Ethene undergoes incomplete combustion to form carbon dioxide, carbon monoxide and water vapour. If the ratio of carbon dioxide to carbon monoxide formed is 9:1 when x cm^3 of ethene is burnt, what is the volume of oxygen gas consumed in the reaction?

1 Answer
May 29, 2017

Ethene undergoes incomplete combustion to form carbon dioxide, carbon monoxide and water vapour. The balanced equation of this incomplete combustion reaction is as follows.

${C}_{2} {H}_{4} \left(g\right) + \frac{5}{2} {O}_{2} \left(g\right) \to C {O}_{2} \left(g\right) + C O \left(g\right) + 2 {H}_{2} O \left(g\right)$

But as per question the ratio of volumes of $C {O}_{2} \left(g\right) : C O \left(g\right)$ produced is $9 : 1$. So this also represents the mole ratio of
$C {O}_{2} \left(g\right) : C O \left(g\right)$ produced.

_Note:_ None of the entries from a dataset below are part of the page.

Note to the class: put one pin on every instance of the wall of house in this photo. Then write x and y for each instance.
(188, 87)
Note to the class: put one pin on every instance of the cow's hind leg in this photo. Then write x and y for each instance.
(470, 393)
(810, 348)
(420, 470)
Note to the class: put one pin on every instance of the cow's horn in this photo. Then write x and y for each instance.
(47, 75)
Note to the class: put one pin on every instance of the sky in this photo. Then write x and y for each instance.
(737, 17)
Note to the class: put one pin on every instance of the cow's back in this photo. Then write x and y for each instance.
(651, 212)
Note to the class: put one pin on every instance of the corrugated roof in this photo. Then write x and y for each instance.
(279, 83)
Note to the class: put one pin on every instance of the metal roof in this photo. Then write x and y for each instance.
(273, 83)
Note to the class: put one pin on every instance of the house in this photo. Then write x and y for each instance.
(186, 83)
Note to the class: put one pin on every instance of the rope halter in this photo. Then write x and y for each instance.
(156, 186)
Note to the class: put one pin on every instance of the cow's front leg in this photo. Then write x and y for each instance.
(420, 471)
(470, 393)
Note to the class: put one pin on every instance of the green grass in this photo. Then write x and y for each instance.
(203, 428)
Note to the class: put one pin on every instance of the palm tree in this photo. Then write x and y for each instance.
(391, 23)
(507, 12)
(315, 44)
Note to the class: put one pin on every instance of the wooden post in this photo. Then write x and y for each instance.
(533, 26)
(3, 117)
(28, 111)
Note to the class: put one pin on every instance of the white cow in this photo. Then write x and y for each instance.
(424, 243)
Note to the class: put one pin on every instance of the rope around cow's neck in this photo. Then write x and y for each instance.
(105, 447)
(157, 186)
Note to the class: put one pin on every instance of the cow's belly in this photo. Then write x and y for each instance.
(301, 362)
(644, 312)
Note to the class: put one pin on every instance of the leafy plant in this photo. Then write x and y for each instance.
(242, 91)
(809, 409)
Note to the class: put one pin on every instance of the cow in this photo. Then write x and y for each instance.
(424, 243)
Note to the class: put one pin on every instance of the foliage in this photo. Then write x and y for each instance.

Hence adjusting this ratio balanced equation may be written as follows
$10 {C}_{2} {H}_{4} \left(g\right) + \frac{39}{2} {O}_{2} \left(g\right) \to 9 C {O}_{2} \left(g\right) + C O \left(g\right) + 20 {H}_{2} O \left(g\right)$

Here we see $10 c {m}^{3}$ ${C}_{2} {H}_{4} \left(g\right)$ will require $\frac{39}{2} = 19.5 c {m}^{3} \text{ } {O}_{2} \left(g\right)$

So to burn $x c {m}^{3}$ ethene the required volume of oxygen will be $\frac{19.5}{10} \times x c {m}^{3} = 1.95 x c {m}^{3}$